Des pressions exercées par la FFF
Une source a déclaré que la FFF a exercé des pressions pour empêcher toute décision favorable concernant le dossier des Girondins. Le tribunal administratif avait laissé quelques heures à la FFF pour déposer un mémoire expliquant que la DNCG était prête à reconsidérer le dossier. Cependant, la FFF a choisi de produire un mémoire pour maintenir son opposition.
« On s’est beaucoup battus mais la FFF a fait le forcing pour bloquer toute décision positive, ce qui aurait été pourtant possible : le tribunal administratif avait laissé quelques heures à la FFF pour déposer un mémoire expliquant que la DNCG était prête à reconsidérer le dossier. Mais au contraire, elle a produit un mémoire pour maintenir son opposition. »
En conséquence, le club, sacré champion de France à six reprises, est contraint de redémarrer en Régional 1, alors qu’une liquidation judiciaire pourrait être imminente. Cette même source a ajouté que le repreneur a pourtant payé de sa poche les salaires de juillet, alors qu’il n’était pas encore propriétaire. Il avait aussi placé sous séquestre 10 millions d’euros pour prouver à la DNCG que les fonds étaient disponibles. Cependant, le fait que ces éléments aient été communiqués après la commission d’appel de la DNCG a entraîné leur rejet, et le juge administratif en référé, qui est un juge de l’évidence, n’a pas voulu se positionner sur le terrain financier.
« Le repreneur a pourtant payé de sa poche les salaires de juillet, alors qu’il n’était pas encore propriétaire. Il avait aussi placé sous séquestre 10 millions d’euros pour prouver à la DNCG que les fonds étaient disponibles.

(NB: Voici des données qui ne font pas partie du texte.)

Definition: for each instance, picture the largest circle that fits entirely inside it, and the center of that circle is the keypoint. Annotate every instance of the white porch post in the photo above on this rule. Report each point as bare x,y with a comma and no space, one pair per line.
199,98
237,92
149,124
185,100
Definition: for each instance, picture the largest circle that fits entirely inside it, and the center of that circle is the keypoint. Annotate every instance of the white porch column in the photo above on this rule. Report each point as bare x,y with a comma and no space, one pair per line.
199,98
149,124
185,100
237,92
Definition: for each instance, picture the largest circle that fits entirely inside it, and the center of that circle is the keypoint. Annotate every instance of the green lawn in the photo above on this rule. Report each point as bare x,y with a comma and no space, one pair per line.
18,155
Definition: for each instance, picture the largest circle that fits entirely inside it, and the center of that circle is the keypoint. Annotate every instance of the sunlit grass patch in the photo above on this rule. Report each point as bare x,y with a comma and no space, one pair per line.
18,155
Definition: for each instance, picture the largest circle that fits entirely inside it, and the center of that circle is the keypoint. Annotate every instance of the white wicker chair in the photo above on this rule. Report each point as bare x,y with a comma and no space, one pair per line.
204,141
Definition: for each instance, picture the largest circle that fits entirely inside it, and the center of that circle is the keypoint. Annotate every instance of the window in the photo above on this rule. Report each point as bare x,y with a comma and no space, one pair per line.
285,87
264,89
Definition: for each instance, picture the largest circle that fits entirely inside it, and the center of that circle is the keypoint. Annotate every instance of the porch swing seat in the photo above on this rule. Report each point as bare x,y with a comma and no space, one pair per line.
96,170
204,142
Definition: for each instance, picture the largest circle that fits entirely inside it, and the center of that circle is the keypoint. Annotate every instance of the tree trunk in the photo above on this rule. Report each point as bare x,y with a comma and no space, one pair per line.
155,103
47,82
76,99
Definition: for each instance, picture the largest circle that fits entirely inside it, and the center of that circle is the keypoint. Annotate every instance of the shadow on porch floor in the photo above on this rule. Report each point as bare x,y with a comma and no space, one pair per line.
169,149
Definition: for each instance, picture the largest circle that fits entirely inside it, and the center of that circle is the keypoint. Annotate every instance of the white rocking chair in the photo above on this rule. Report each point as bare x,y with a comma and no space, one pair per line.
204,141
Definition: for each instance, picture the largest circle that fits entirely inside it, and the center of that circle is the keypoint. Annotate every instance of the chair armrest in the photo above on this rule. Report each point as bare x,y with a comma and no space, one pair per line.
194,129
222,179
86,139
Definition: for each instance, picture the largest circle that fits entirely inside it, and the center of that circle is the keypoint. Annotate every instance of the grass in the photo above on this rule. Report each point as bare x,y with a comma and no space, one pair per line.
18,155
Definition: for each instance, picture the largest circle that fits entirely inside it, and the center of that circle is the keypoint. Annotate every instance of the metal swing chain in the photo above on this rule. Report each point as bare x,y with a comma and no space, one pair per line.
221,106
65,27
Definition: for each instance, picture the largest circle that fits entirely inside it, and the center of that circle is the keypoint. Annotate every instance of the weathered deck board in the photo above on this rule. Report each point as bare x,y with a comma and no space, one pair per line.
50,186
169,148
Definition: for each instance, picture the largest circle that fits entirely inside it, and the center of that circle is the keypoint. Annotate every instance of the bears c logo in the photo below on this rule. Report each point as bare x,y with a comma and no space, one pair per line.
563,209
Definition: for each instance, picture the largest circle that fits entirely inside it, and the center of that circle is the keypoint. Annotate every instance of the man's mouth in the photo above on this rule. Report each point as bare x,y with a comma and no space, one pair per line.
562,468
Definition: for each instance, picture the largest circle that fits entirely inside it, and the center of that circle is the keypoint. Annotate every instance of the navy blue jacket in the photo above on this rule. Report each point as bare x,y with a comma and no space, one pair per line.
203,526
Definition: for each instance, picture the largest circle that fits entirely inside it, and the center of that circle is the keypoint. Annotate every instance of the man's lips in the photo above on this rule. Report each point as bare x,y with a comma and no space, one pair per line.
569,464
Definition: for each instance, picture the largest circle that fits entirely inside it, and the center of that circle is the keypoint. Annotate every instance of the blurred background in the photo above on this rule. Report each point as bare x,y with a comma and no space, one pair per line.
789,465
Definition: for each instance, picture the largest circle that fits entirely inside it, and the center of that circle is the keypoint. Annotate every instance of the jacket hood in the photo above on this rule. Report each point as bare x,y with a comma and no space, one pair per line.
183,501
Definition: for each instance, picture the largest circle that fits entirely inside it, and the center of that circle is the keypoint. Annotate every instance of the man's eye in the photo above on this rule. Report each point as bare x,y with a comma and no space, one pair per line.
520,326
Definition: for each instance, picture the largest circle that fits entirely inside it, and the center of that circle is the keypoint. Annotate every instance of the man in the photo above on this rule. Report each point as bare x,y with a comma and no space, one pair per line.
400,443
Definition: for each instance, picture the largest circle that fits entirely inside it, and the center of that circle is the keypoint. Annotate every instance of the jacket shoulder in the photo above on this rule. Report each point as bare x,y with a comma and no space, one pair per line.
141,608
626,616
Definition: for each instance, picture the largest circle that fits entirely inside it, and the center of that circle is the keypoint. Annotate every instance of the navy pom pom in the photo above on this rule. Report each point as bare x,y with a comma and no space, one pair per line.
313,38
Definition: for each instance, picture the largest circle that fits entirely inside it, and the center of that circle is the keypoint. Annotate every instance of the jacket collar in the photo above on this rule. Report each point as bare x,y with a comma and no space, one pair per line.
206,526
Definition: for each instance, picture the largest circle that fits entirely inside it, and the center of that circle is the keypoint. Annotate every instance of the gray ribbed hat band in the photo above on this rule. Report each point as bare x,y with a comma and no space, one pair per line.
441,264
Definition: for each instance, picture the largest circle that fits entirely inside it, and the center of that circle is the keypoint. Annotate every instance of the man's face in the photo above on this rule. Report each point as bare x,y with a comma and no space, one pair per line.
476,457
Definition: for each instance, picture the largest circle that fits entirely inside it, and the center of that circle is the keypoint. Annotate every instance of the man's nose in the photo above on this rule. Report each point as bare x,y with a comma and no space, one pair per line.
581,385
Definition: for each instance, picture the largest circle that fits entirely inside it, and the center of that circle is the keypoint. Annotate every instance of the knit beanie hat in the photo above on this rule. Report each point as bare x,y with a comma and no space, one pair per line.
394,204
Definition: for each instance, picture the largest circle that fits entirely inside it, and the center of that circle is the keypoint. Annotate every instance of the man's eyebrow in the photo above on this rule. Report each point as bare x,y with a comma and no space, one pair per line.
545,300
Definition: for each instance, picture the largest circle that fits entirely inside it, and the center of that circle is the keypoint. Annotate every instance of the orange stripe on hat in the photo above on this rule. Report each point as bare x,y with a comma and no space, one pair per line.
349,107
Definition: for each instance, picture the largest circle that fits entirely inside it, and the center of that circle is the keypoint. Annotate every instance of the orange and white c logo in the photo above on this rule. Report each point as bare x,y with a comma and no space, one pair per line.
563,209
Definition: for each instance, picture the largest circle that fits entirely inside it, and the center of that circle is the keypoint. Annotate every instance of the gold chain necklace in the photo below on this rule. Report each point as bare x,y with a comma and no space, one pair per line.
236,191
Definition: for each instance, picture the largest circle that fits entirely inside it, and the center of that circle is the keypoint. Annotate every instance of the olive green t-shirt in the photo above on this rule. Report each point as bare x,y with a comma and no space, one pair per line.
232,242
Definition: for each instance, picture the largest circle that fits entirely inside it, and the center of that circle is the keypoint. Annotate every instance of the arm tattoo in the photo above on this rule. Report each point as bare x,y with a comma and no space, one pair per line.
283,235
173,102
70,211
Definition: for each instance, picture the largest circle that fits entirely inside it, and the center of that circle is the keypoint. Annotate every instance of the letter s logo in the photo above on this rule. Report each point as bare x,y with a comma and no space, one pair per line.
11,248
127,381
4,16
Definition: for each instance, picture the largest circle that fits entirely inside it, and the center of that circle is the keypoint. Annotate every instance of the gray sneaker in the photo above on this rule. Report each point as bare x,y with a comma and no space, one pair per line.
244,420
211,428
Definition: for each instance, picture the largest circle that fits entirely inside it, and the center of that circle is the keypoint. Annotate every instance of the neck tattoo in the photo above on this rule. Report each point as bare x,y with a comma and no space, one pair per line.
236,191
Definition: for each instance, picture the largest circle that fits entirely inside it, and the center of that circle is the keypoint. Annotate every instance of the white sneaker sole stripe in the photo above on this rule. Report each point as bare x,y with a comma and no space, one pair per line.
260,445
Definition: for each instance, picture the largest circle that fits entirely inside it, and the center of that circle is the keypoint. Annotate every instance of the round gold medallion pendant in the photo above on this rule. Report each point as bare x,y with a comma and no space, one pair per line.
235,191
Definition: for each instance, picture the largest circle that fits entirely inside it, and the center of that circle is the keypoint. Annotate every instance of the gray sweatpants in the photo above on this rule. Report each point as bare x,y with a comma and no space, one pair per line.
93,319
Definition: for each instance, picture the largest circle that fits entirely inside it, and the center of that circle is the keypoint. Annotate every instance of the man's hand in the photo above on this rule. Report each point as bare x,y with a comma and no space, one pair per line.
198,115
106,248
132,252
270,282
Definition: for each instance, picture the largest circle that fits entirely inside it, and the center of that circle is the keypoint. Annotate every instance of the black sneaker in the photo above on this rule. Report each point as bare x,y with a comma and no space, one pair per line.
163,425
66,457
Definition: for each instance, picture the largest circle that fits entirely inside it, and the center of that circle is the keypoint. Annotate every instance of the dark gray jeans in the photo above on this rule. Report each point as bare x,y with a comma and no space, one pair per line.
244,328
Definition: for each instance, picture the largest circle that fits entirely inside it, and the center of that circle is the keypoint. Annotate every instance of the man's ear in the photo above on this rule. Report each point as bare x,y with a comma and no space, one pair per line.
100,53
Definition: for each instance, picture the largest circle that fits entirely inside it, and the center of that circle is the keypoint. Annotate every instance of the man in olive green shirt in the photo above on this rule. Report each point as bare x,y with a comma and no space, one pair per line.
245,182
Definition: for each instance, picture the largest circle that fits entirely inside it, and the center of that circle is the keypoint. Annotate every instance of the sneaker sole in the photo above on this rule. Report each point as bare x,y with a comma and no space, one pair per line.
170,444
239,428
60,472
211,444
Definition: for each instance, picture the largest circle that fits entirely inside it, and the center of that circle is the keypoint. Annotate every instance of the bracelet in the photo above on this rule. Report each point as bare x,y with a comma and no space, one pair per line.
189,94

Cependant, le fait que ces éléments aient été communiqués après la commission d’appel de la DNCG a entraîné leur rejet, et le juge administratif en référé, qui est un juge de l’évidence, n’a pas voulu se positionner sur le terrain financier. »
Dominique Delport, sur ses réseaux sociaux, a également pointé ce manque de prise en compte de certains éléments, tout en promettant aux supporters du FCGB qu’il mettrait tout en œuvre pour que le club puisse évoluer en National 1.